What’s not to love about the usual sparkling suspects, Carraccioli, McIntyre and Scheid, with their distinctive, delightful Champagne-style bubblies? VIPs got to indulge in their nose-tickling sparklers, while the many local chefs put finishing touches on a full-throttle menu of amazing first class comestibles. Actually, probably much better than anything you’ve recently had in First Class, unless you’re flying on a private jet, many of which were buzzing in and out of Del Monte Aviation Center on Saturday, Nov 10, while the crowd of nearly 1,000 wine lovers rev’d up to a fever pitch.
Among the highlights of this remarkable panoply of culinary extravagance were delectable savory cheesecake bites of spinach and sundried tomato topped with truffle, prepared by Chef Truman Jones of The Restaurant At Ventana, paired with the 2010 Wrath Swan/828 Pinot Noir, and Carmel Valley Ranch with a stew of calamari, fennel, onion and fresh tomato, served with pumpkin gnocchi, paired with 2008 Blair Estates Arroyo Seco Pinot.
Ah, but the La Playa Carmel lobster mac n’ cheese made cozy, comfy friends with the 2011 Chalone Chenin Blanc, and the crazy off the hook chicken fried bacon with a drizzle of balsamic from Sticks at Inn at Spanish Bay (inspired by Chef Todd Fisher), was almost tamed by the exuberant 2011 Grenache from Le P’tit Paysan, made by Ian Brand.
The mini Thanksgiving dinner plate by Williams Sonoma included bitsy bites of everything you’d love about that blessed meal, including pumpkin pie. A most righteous pair for that was the 2011 McIntyre Vin Gris of Pinot Noir: a remarkably good choice for all the vagaries of a typical Thanksgiving dinner.

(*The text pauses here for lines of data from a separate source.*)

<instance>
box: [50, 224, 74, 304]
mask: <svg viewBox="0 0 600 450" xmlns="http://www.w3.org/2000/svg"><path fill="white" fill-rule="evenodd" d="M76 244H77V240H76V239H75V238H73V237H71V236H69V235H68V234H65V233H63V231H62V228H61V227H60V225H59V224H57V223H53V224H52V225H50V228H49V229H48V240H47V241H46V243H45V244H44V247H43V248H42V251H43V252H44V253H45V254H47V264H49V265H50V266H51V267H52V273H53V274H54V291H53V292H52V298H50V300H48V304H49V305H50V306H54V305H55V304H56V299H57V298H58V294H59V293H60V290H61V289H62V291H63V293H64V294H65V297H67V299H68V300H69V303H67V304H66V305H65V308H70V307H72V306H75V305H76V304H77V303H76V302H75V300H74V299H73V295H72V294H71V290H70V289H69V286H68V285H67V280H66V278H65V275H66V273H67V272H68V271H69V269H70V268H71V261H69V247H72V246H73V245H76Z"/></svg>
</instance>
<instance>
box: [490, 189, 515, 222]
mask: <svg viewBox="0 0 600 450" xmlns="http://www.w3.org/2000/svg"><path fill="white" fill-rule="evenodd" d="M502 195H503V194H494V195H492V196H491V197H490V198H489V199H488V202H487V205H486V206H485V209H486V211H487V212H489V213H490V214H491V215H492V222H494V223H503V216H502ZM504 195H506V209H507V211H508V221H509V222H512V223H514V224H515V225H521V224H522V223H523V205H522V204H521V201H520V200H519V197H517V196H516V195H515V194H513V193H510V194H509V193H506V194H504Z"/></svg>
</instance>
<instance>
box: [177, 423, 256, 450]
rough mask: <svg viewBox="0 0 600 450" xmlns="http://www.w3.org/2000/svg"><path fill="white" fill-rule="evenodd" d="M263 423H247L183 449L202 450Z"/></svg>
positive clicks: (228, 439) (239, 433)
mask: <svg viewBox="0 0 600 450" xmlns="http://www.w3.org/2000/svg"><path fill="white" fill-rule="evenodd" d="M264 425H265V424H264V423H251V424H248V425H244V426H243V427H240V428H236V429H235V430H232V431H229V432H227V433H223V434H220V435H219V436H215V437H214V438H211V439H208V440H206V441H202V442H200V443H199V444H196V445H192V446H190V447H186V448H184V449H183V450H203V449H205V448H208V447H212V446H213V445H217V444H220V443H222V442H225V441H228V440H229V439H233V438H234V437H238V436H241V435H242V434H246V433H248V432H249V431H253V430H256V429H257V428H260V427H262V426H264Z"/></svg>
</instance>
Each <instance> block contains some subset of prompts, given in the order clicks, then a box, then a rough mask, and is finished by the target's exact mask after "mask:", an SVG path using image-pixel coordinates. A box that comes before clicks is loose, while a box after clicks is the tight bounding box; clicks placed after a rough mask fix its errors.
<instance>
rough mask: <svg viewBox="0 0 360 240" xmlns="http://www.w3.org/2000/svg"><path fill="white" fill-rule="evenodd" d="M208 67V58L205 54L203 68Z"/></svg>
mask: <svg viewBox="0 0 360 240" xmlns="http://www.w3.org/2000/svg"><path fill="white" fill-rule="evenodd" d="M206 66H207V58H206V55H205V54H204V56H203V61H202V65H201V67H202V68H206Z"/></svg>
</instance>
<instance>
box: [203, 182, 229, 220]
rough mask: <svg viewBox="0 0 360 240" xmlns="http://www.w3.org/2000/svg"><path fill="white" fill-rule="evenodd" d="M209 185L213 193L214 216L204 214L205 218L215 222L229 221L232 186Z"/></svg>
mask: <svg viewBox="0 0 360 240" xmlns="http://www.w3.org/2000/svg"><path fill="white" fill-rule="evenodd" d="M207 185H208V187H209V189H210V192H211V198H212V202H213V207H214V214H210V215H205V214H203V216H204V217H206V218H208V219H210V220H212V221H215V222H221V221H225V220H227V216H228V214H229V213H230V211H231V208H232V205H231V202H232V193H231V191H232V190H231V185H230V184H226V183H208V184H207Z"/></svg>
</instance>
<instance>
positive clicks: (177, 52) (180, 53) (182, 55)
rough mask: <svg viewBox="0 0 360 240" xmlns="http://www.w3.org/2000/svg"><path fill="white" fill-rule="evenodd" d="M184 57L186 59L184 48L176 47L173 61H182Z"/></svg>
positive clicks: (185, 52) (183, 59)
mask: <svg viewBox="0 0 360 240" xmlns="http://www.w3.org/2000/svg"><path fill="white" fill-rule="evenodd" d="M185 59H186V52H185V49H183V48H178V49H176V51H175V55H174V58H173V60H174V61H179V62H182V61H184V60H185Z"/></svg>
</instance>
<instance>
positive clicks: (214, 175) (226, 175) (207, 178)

On the spicy side of life, Aqua Terra Culinary and Mann’s Fresh Vegetables presented juicy-tangy beef lettuce wraps, a lovely dancing duet with the 2010 Shale Canyon Cabernet Franc, which was spicy, smooth and svelte. Schooner’s Coastal Kitchen was searing up a huge pan of Cajun shrimp, dripping with spicy-red finger-licking goodness. At that point, the 2011 Scheid Sauvignon Blanc or the 2010 Marin’s Vineyard Viognier would have come to the rescue.
You could truly succumb to death by chocolate at this event, with Lula’s Chocolate, Marich Confectionary and Monterey Chocolate, all serving ample portions of their wicked wares. And just in case you didn’t have enough, Ultimate Sin Cheesecake twisted your arm—the food was just as attention-grabbing as the wines.
Monterey County is truly the candy store for some of the world’s most renowned wine brands. It’s nice to sample so many of them all in one place, along with delectable morsels graciously provided by the culinary champions that help make this place a magnificent magnet for tourists the world over. It’s an edible extravaganza of epic proportions!